In a nutshell, I am little surprised but very impressed at the strength of HP's dividend based on both FCF and EPS. I was expecting the company to have a much tougher time to cover its payout given the general concerns about PCs being outdated.
Debt and Cash Situation
As strong as HP's dividend coverage seems, it is still prudent to ensure the company is not over-leveraged and has a robust balance sheet. And I am glad that I did because this sprung another surprise in the other direction as HP's debt level of $10.60 billion has almost doubled in the last 5 years. In addition, the company's cash and short-term investments have gone down by two-thirds in the last 5 years to sit at about $2 billion. Finally, HP Inc's negative debt-to-equity raises serious questions about the company's return on investments compared to the interest it pays on its high debt.
To summarize this section, the strength in FCF and EPS have been nullified by the weak debt and cash situation, making me wonder whether the stock's low valuation may actually be justified.
New Dividend Forecast
So, what can investors expect from HP when it likely announces a dividend increase in November?
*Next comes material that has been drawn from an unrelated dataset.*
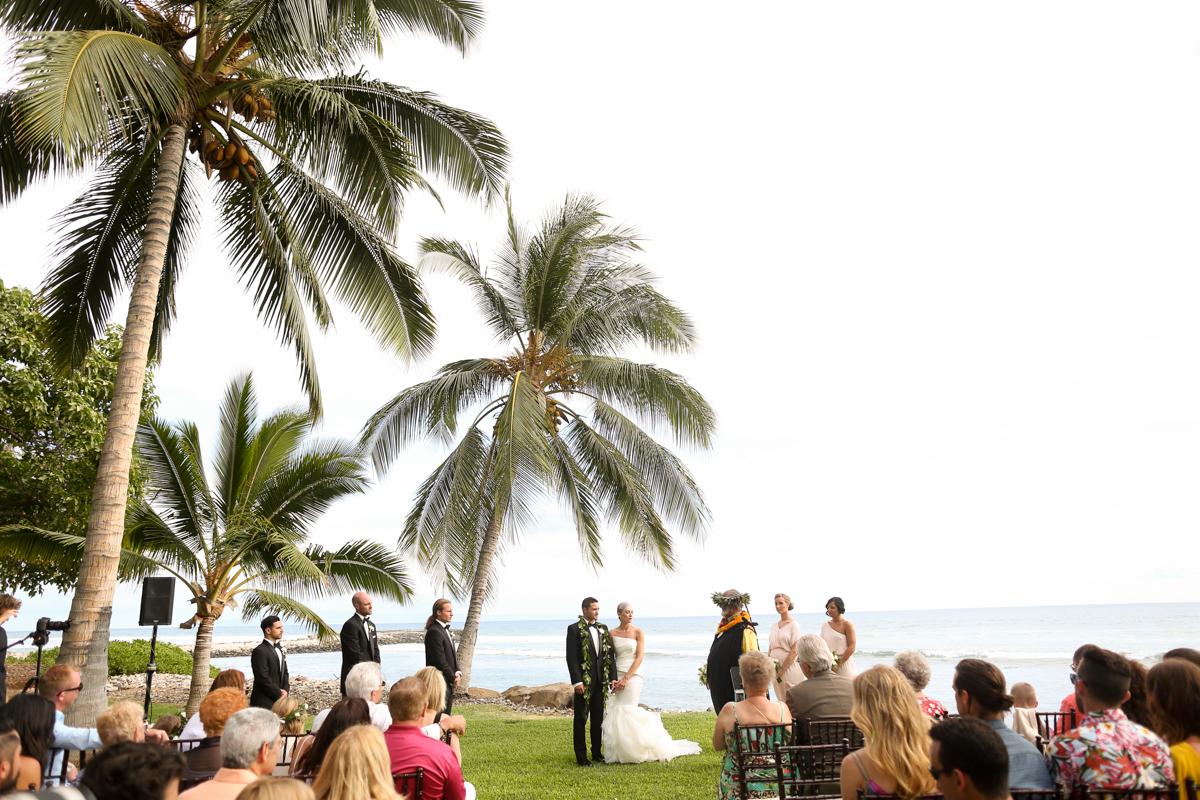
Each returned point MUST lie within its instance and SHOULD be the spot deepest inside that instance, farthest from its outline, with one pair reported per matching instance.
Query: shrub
(131, 659)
I tend to go by recent history but only if that is supported by a company's fundamentals at present. Despite debt concerns, I am fairly confident that HP will announce a moderate dividend increase, say 5% to 8%, placing the new quarterly dividend between 27.50 cents and 28.50 cents per share.
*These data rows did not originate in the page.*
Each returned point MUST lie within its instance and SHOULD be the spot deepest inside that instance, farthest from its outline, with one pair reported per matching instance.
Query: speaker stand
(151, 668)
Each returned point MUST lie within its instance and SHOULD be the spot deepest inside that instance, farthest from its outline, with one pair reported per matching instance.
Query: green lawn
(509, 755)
Year | New Quarterly Dividend | Dividend Growth % |
2017 | 0.1393 | |
2018 | 0.1602 | 15.00% |
2019 | 0.1762 | 9.99% |
2020 | 0.1938 | 9.99% |
2021 | 0.2500 | 29.00% |
2022 | 0.2625 | 5.00% |
Five-year Average | 13.80% |
But Does That Make The Stock A Buy?
Risks:
While I am fairly confident about the company's ability to pay increasing dividends (dividend growth rate will likely slow down though), there are a few risks associated with investing in this company. First, sticking to the debt issue brought up above, HP has incurred nearly $300 million in debt in the first two quarters of 2023. You may recall that the company needs nearly $300 million/qtr merely to meet its current dividend commitment to shareholders. This should be at the top of the list to monitor for anyone invested or interested in HP Inc.
HP, obviously, saw a huge surge in demand through COVID and that was never going to last. But it is still concerning to note that the company's revenue is on a noticeable decline in all regions as shown below. Recovery is unlikely to be quick with most companies still adjusting for their own excesses from the COVID era.
Finally, from a valuation perspective, the stock has not enjoyed too much of a premium since the 2015 spin-off as shown below. While the forward PE is close to 10, it is important to note that the market has not awarded the stock a multiple greater than 10 too many times.
Conclusion
While HPQ appears cheap on a valuation basis with a single-digit forward PE, I agree with this SA analyst that the stock is inexpensive for a reason. While the 3.25% yield looks safe enough and is likely to increase in November, I am not too comfortable recommending this stock as a "Buy". However, being a consumer staple basically, HP Inc., the company should be able to survive through most economic cycles while returning money to shareholders and can be profitable at the right buying price. That buying price is not $32.43 and hence, I rate the stock a "Hold".